The greater problem is the pooling issue. The sensible EJB container would assume that without receiving the remove, the EJB must still be under use until a timeout occurs and the EJB is reaped and returned to the pool. Therefore, the next request for an instance will result in the creation of a new EJB. Since EJB creation is usually a complex and therefore lengthy process, if you have a lot of new sessions starting up, you can incur more resource usage as there is less sharing and perhaps greater average session times, due to creation, thrashing and so on.
So usually, it is a not good idea to hang on to an SLSB instance. YMMV but it is not good practice.
Hope that helps. -
2. Re: Holding on to a Stateless Session Bean remote Interface
nbirch Sep 7, 2003 11:22 PM (in response to nbirch)Thanks for the reply. It is very helpfull.
Another data point on my process is that the message loop actually uses a HomeHandle to get the SLSB Home and then uses this Home to get the SLSB Remote for each message it gets from the JMS bus. Getting the Home from the Handle takes 10's of (and once 800) milliseconds. Getting the Remote from the Home takes 10's. So together its significant.

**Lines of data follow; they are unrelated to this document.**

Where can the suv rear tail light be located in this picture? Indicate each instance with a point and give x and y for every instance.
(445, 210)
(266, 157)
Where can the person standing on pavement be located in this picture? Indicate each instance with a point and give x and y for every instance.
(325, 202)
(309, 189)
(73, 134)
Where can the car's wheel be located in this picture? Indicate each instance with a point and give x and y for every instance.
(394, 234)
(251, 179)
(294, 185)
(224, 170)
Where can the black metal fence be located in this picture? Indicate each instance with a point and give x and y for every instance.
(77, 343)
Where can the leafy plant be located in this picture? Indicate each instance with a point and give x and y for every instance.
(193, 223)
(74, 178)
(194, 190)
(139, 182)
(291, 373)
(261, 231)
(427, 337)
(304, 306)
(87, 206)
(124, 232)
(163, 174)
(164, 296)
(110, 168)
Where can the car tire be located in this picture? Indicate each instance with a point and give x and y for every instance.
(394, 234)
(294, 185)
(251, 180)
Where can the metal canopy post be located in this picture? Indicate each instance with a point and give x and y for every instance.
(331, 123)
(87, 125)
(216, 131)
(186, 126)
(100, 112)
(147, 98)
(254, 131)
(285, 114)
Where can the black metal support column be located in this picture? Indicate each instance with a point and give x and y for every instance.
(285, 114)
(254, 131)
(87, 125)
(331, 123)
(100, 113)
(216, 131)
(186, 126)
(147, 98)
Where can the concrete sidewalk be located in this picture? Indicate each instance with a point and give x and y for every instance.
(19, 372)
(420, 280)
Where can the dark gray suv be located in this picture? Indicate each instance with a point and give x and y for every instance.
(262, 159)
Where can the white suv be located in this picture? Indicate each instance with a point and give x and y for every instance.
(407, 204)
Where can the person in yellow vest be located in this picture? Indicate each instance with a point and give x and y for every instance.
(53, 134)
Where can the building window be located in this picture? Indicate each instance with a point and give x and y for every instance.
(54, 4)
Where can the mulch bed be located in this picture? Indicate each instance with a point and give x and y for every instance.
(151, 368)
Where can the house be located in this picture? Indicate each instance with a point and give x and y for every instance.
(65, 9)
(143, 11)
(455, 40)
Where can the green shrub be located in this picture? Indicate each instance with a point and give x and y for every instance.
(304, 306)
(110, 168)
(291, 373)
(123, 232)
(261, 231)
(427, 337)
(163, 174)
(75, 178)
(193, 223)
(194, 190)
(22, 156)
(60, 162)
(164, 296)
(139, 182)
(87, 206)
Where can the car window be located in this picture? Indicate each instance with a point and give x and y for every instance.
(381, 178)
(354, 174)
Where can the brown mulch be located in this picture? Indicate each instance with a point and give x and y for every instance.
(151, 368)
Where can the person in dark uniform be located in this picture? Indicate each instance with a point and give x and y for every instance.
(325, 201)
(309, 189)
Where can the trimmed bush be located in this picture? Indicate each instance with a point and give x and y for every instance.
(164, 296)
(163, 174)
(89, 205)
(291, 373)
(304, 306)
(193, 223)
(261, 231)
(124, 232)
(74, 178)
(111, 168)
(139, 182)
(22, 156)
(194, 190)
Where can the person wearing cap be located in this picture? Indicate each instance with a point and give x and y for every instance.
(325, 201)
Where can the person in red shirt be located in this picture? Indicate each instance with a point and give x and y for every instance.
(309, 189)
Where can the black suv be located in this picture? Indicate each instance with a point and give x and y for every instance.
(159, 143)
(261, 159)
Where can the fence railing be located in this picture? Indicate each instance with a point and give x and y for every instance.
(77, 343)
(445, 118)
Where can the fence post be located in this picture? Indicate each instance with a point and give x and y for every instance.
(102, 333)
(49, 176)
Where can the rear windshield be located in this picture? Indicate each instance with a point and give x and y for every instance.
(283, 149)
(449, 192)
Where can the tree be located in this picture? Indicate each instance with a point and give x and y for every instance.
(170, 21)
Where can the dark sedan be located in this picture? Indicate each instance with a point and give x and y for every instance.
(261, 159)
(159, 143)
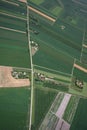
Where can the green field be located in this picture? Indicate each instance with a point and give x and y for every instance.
(14, 103)
(80, 119)
(37, 1)
(71, 109)
(43, 100)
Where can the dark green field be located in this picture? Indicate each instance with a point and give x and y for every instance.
(14, 103)
(43, 99)
(80, 119)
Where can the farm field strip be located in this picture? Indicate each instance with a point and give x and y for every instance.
(42, 14)
(11, 2)
(63, 105)
(84, 45)
(55, 71)
(52, 120)
(84, 33)
(13, 16)
(71, 109)
(80, 68)
(10, 29)
(32, 71)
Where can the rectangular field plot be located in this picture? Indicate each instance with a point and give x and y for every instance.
(42, 101)
(71, 109)
(80, 118)
(10, 21)
(14, 49)
(51, 58)
(53, 119)
(79, 80)
(52, 79)
(53, 6)
(14, 108)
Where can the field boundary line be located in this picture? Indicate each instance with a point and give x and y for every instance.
(84, 45)
(83, 42)
(13, 16)
(32, 71)
(42, 14)
(53, 70)
(80, 68)
(11, 2)
(10, 29)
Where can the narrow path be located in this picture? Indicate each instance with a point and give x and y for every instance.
(11, 2)
(10, 29)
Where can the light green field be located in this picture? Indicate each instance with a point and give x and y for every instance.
(57, 10)
(14, 108)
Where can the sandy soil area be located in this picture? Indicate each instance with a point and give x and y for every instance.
(6, 79)
(80, 68)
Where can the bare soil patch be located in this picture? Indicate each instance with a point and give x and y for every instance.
(6, 79)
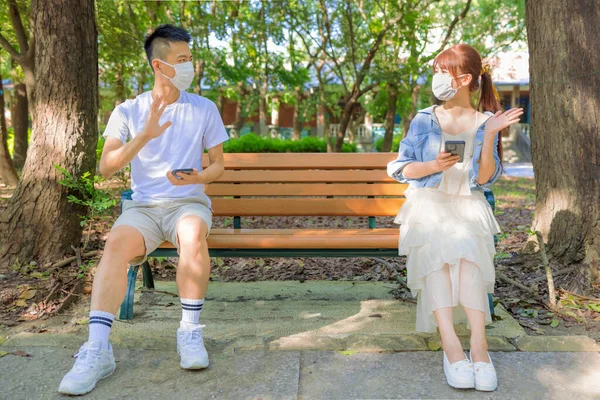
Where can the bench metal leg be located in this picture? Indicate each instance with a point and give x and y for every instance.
(147, 276)
(127, 306)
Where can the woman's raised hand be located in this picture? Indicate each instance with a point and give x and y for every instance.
(502, 120)
(445, 161)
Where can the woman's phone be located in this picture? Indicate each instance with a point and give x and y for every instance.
(182, 171)
(456, 148)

I'm guessing that removing the use of the HomeHandle to get the Home would be OK. Then its just normal home caching, and it would help my loop time. It still feels painful to have to create/remove the Remote each time.
You mentioned that "sensible" containers would not remove the EJB from the pool unless .remove() had been called or a non-use timeout occurred. Does JBoss do this?
What do you think about usng a MDB instead? Can it co-exist with all other EJB1.1 beans, or do I have to move everything to EJB2.0
An MDB would be better anyway since it would be in the same VM the SLSB, and so the optimized remote interface call would be used. Right now my standalone process is in its own VM and I suppose it is going over TCP to the SLSB?
Thanks,
NBirch -
3. Re: Holding on to a Stateless Session Bean remote Interface
jonlee Sep 7, 2003 11:48 PM (in response to nbirch)Normally, you would look up the home reference once - i.e. do your JNDI lookup once. Just bear in mind that the home reference will probably change if you redeploy the bean because everything gets rebound. In a production instance, you would probably not see the bean get redeployed.
Since the home instance is the EJB factory, you just use the same home reference to create/retrieve the actual EJB instance from the pool.
The .remove() returns a used EJB to the pool so that another process may use it. Otherwise the EJB time-out will do the same. So JBoss will follow this action. The .remove() should also be enacted when the remote object is garbage collected but since the garbage collection is governed by collection cycles, you may not get immediate return of an EJB to the pool.
Operating with MDBs will not be affected by your other EJBs. In fact, JBoss 2.4.x implemented MDBs even though it had only EJB 1.1 support for the entity, stateful and stateless beans.
Yes. An in-VM invocation will be faster than an external invocation because it will not be conducted over the wire. If you need greater speed, go for a local interface as you do not need to perform the operations through an RMI object interface.